Help to understand the performance gain when using Base.throw_boundscheck

Hi! I want to understand a strange behavior for me. We are building a lower triangular storage for gravity models. If I use the following getindex:

function Base.getindex(
    L::LowerTriangularStorage{T},
    i::Int,
    j::Int
) where T<:AbstractIcgemCoefficient
    @inline
    @boundscheck (i > L.n || j > L.n || i < 1 || j < 1) && throw(BoundsError(L, (i, j)))

    # For the upper triangular part, return zero.
    j > i && return zero(T)

    return L.data[_ij_to_lt_index(i, j)]
end

I hit a major performance hit compared to a usual matrix. In this case, it takes 30% more time to fetch the element (the values are very low, 2.5 ns vs 3.3 ns, but we need to fetch a lot of coefficients). However, if I change to:

function Base.getindex(
    L::LowerTriangularStorage{T},
    i::Int,
    j::Int
) where T<:AbstractIcgemCoefficient
    @inline
    @boundscheck (i > L.n || j > L.n || i < 1 || j < 1) && Base.throw_boundserror(L, (i, j))

    # For the upper triangular part, return zero.
    j > i && return zero(T)

    return L.data[_ij_to_lt_index(i, j)]
end

Everything is fine! I think it might be something related to throw_boundserror marked as @noinline but I have no ideia. Can anyone explain to me please?

1 Like

Maybe instruction cache misses? How does @boundscheck (i > L.n || j > L.n || i < 1 || j < 1) && @noinline throw(BoundsError(L, (i, j))) do relative to these 2?

This version also has a bad performance (equal to the version without the @noinline).

1 Like

However, creating and calling a lambda function leads to the good performance:

    @boundscheck (i > L.n || j > L.n || i < 1 || j < 1) &&
        (() -> (@noinline; throw(BoundsError(L, (i, j)))))()
1 Like

This seems to be relevant;

3 Likes

Yeah, this is a known effect that crops up all the time. In any sort of small, performance sensitive function, it’s often greatly advantageous to hide put errors behind @noinline function boundaries.

2 Likes

I see, but what is the explanation? I have no idea why this happens.

Because throw has a ton of complicated crap in it that gets put into the function body. When you lock it behind a @noinline function, the optimizer can ignore it, and the function body itself doesn’t take as much room in the instruction cache (because the function contains less instructions).

4 Likes

Awesome! Thanks @Mason !

Why does it take a @noinline line inside a separate error-throwing method’s body to have this effect though? That is, a @noinline taking the throw call directly didn’t work here.
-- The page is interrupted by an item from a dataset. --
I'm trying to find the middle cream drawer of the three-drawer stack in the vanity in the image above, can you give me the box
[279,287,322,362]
Are there different inlining heuristics there?

In this scenario, I think it has more to do with BoundsError than throw, since BoundsError has an ::Any field, so constructing one requires allocations.

This means that there’s a bunch of allocation code (which never gets called) but gets inlined into the function body and that’s what’s causing problems as far as I understand.

2 Likes

Explains why Base.throw_boundserror exists as a separate method from its callee throw: a function barrier for the BoundsError instantiation too.

1 Like

Is there a way we can make this happen more automatically? Would adding @noinline to the constructors for some of the subtypes(Exception) (e.g., ones with non-concrete elements) get us most of the way there?

I.e., does @boundscheck (i > L.n || j > L.n || i < 1 || j < 1) && @noinline throw(@noinline BoundsError(L, (i, j))) (added a @noinline on BoundsError) do any better (with or without the @noinline on throw)?

If not, is there anything we could do towards this end with a @throw macro?

I would assume that it’s fine for exceptionally executed branches (try-catch as routine control flow is much rarer, error does @noinline for ErrorException), but there’s probably a debate on whether that’s generally good. I also just found out that throw is a builtin, so I’m not actually sure how inlining works for those.

I assumed from the docstring that the first @noinline would’ve applied to the BoundsError call as well, but evidently not based on the need for Base.throw_boundserror or a similar method. I’d think that either needs an implementation fix or a docstring clarification.

  @noinline block

  Give a hint to the compiler that it should not inline the calls within block.

  # The compiler will try to not inline `f`
  @noinline f(...)

  # The compiler will try to not inline `f`, `g` and `+`
  @noinline f(...) + g(...)

Note that this is separate from the zero-argument @noinline; that affects the surrounding method body.